Walburga Hemetsberger, CEO of SolarPower Europe, said: “Today, the Council of the European Union has shown true leadership in accelerating the fight against climate change. Achieving 55% of CO2 emissions reduction by 2030 is an unprecedented opportunity to boost Europe’s leadership in clean energy technologies. European solar manufacturing in advanced solar cells and modules in particular is one of the continent’s most exciting and promising industrial opportunities. The next-step for Europe must be to set up a ‘European Solar Initiative’ to support the scale-up of our innovative clean technology potential. As the lowest-cost, most versatile, and job-intensive clean energy technology, solar is set to be at the core of the European Green Deal, powering up to 60% of Europe’s energy supply by 2050. “
Aurelie Beauvais,Policy Director and Deputy CEO of SolarPower Europe, commented: “It is a great day for European climate leadership, as the Council of the EU confirms the alignment of the EU 2030 CO2 target with the commitment to achieving climate neutrality by 2050. To succesfully reduce our CO2 emissions by at least 55% by 2030, the first critical step is to adapt the EU 2030 binding target for renewables. According to SolarPower Europe’s 100% Renewable Europe (add link)study, it is entirely feasible that Europe’s final gross energy consumption reaches 40% renewables in the next decade. Europe can count on solar to achieve this, as recalled by IEA Director Fatih Birol earlier this year, solar is set to become Europe’s largest power source as of 2025, contributing to the bulk of CO2 emission reductions in the next decade.”

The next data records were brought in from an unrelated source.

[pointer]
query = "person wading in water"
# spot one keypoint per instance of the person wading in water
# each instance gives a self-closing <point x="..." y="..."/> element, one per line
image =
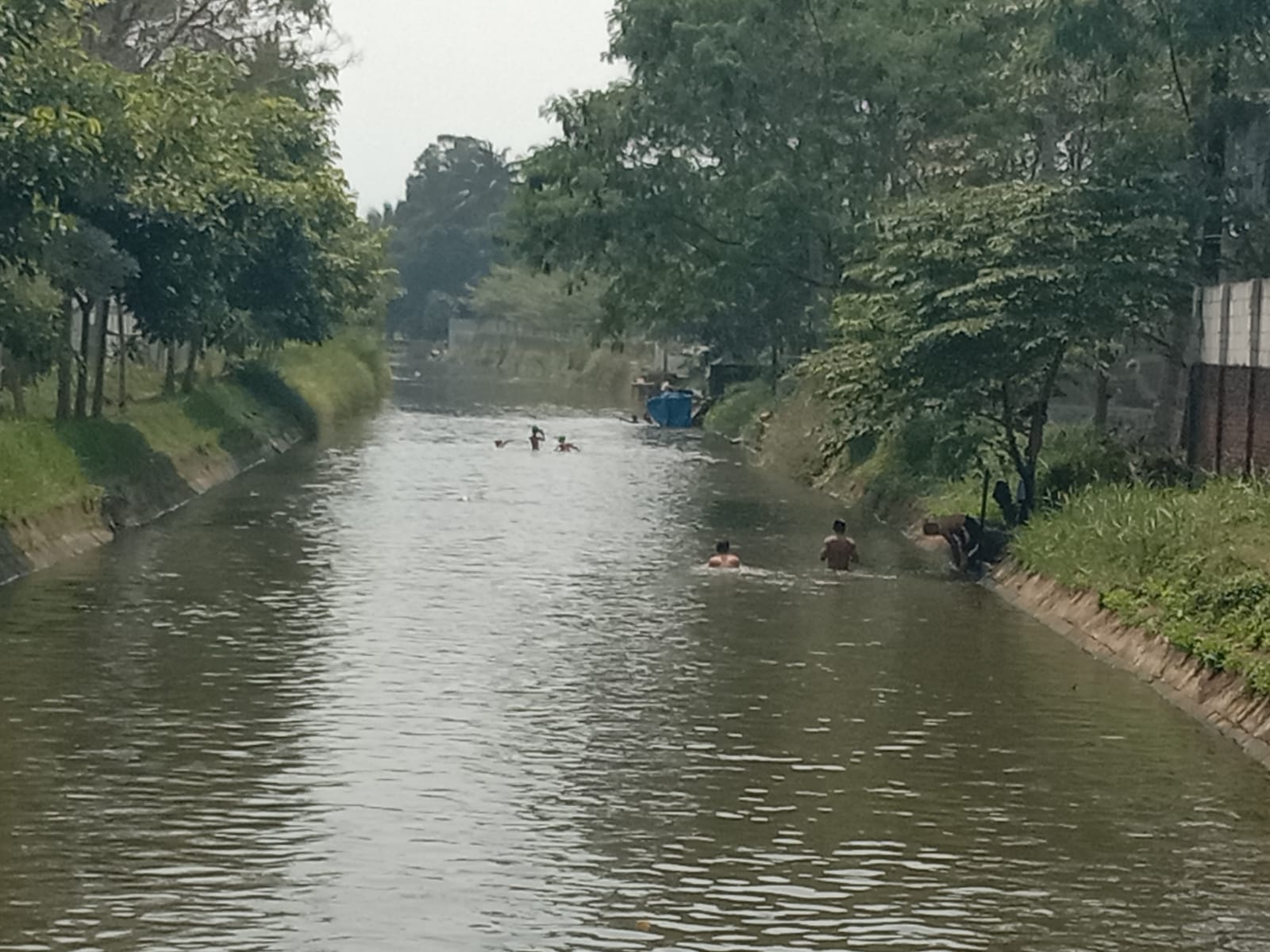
<point x="840" y="550"/>
<point x="723" y="556"/>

Miguel Herrero, Policy Advisor at SolarPower Europe, added: “Increased climate ambition will require a significant increase in the deployment of solar, both at utility-scale and on buildings. The upcoming revisions of the Renewable Energy, Energy Efficiency, and Energy Performance of Buildings Directives will have a key role to play in this regard. This is a unique opportunity for the EU to boost innovative solar solutions such as Agri-PV, floating solar, and Building Integrated Photovoltaics, which will enable the deployment of additional solar capacities with reduced land-use impacts.”
The EU will update its Nationally Determined Contribution as required by the Paris Agreement at the Climate Ambition Summit on 12 December. On 17 December, EU Environment Ministers will aim to finalise the Council’s full negotiating position for the Climate Law, to begin negotiations with the European Parliament as soon as possible.